Dengan pencapaian produksi, konsumsi dalam negeri dan ekspor seperti disampaikan di atas, stok minyak sawit di dalam negeri diperkirakan mencapai 3,658 juta ton. Berdasarkan laju pertumbuhan produksi dan konsumsi, maka faktor-faktor penghambat pertumbuhan produksi harus segera diatasi.
Kondisi yang mempengaruhi industri sawit sepanjang tahun 2022 diperkirakan masih akan mempengaruhi kinerja sawit tahun 2023. Produksi diperkirakan masih belum akan meningkat, sementara konsumsi dalam negeri diperkirakan akan meningkat akibat penerapan kewajiban B35 mulai 1 Februari 2023.
Meski industri sawit menunjukkan kinerja positif di tahun lalu, ia memberikan catatan terutama pada sisi produksi.
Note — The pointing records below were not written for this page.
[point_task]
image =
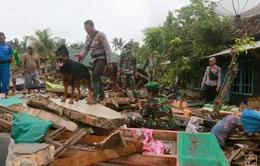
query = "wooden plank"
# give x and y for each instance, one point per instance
(234, 155)
(142, 160)
(5, 124)
(83, 158)
(95, 115)
(61, 92)
(157, 134)
(113, 140)
(70, 141)
(56, 133)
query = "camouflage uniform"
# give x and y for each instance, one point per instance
(156, 113)
(127, 67)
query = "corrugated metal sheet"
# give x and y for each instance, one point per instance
(227, 51)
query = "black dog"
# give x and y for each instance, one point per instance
(73, 72)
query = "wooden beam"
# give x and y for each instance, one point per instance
(83, 158)
(115, 139)
(146, 160)
(157, 134)
(70, 141)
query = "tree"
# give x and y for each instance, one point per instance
(19, 45)
(43, 42)
(193, 31)
(77, 46)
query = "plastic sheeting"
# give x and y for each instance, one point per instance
(28, 129)
(20, 84)
(251, 121)
(199, 150)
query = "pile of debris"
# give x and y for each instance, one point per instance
(41, 130)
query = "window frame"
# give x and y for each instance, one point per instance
(241, 78)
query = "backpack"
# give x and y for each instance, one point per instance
(213, 76)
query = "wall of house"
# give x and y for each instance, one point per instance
(238, 98)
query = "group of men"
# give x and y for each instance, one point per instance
(11, 67)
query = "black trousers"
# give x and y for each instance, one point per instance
(210, 93)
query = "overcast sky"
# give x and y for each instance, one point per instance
(116, 18)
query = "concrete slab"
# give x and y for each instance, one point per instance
(28, 148)
(95, 115)
(95, 109)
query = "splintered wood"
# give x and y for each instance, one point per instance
(95, 115)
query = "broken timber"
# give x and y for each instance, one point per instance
(60, 91)
(95, 115)
(113, 140)
(85, 156)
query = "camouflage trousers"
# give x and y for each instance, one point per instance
(127, 80)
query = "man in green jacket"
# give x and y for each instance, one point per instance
(17, 64)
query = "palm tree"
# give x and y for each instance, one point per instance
(120, 44)
(42, 42)
(115, 44)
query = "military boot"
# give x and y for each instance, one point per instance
(96, 88)
(101, 92)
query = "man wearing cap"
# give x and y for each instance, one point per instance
(157, 113)
(6, 57)
(98, 46)
(211, 80)
(126, 69)
(16, 70)
(31, 68)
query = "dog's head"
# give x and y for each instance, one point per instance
(62, 56)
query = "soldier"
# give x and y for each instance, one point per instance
(16, 71)
(6, 57)
(157, 113)
(31, 69)
(126, 67)
(98, 46)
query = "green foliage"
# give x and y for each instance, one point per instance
(239, 46)
(194, 31)
(77, 46)
(43, 42)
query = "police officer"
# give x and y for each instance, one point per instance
(6, 57)
(98, 46)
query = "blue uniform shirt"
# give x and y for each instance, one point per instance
(6, 51)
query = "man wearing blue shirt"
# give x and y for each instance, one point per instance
(6, 57)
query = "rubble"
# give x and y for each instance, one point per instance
(69, 142)
(41, 153)
(87, 114)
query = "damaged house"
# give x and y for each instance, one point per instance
(246, 84)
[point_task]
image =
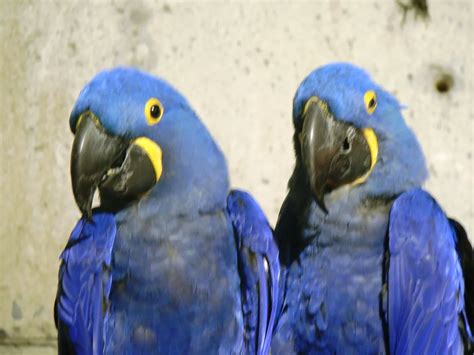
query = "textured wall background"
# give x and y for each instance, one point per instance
(239, 65)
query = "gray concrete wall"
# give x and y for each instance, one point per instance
(239, 65)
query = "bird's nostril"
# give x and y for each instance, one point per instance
(346, 146)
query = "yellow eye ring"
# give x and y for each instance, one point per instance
(153, 111)
(370, 100)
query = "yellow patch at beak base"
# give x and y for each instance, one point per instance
(153, 151)
(373, 144)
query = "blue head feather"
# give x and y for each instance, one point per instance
(194, 174)
(400, 164)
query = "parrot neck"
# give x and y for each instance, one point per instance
(354, 218)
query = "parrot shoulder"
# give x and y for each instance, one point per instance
(84, 285)
(426, 287)
(259, 269)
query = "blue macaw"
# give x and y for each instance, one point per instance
(170, 262)
(370, 262)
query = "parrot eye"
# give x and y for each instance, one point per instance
(153, 111)
(370, 100)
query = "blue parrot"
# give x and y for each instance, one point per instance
(370, 262)
(170, 262)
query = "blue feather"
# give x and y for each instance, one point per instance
(425, 279)
(255, 240)
(84, 283)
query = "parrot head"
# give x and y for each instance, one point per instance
(133, 134)
(350, 132)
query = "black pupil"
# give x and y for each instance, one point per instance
(155, 111)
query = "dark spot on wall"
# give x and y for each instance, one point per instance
(16, 311)
(140, 15)
(418, 7)
(443, 82)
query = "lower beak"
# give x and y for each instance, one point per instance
(123, 170)
(334, 153)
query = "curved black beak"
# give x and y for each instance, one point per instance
(334, 153)
(121, 169)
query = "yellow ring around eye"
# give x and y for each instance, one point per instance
(153, 111)
(370, 100)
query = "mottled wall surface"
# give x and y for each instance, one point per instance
(239, 65)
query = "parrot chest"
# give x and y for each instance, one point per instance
(175, 287)
(334, 299)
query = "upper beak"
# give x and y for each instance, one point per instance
(334, 153)
(121, 169)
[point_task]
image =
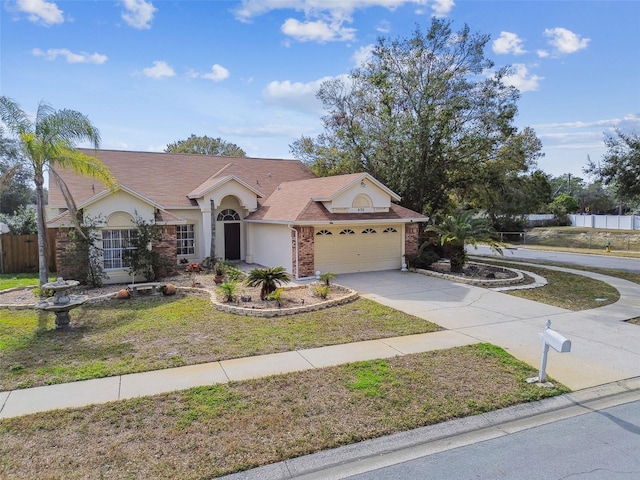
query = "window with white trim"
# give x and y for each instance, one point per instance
(186, 238)
(115, 245)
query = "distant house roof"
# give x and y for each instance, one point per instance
(167, 179)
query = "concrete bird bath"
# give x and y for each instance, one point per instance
(62, 302)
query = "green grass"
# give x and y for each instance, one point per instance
(219, 429)
(13, 280)
(565, 290)
(150, 333)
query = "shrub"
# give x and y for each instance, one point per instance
(267, 279)
(327, 277)
(228, 290)
(277, 296)
(321, 291)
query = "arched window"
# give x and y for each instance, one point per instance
(228, 215)
(362, 201)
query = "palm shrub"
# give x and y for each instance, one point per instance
(267, 279)
(228, 290)
(462, 229)
(327, 277)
Produksi sawit sudah 4 tahun terakhir tidak mengalami pertumbuhan atau stagnan, padahal kebutuhan domestiknya terus meningkat.
“Bahkan di tahun ini pemerintah menaikkan campuran Biodiesel menjadi B35, pasti kebutuhan domestik akan naik. Sementara, dari sisi ekspor 4 tahun berturut-turut mengalami penurunan. Ini juga menjadi catatan, karena eskpor menjadi andalan devisa dan Pajak Ekspor (PE). Kondisi pada 2022 lalu menang paling tidak normal. Mudah mudahan ini bisa dimenej, sehingga dinamika yang terlalu bergejolak tidak terjadi lagi di tahun ini. Khususnya untuk ekspor dan produksi, kalau konsumsi domestik relatif stabil,” kata Joko dihadapan awal media.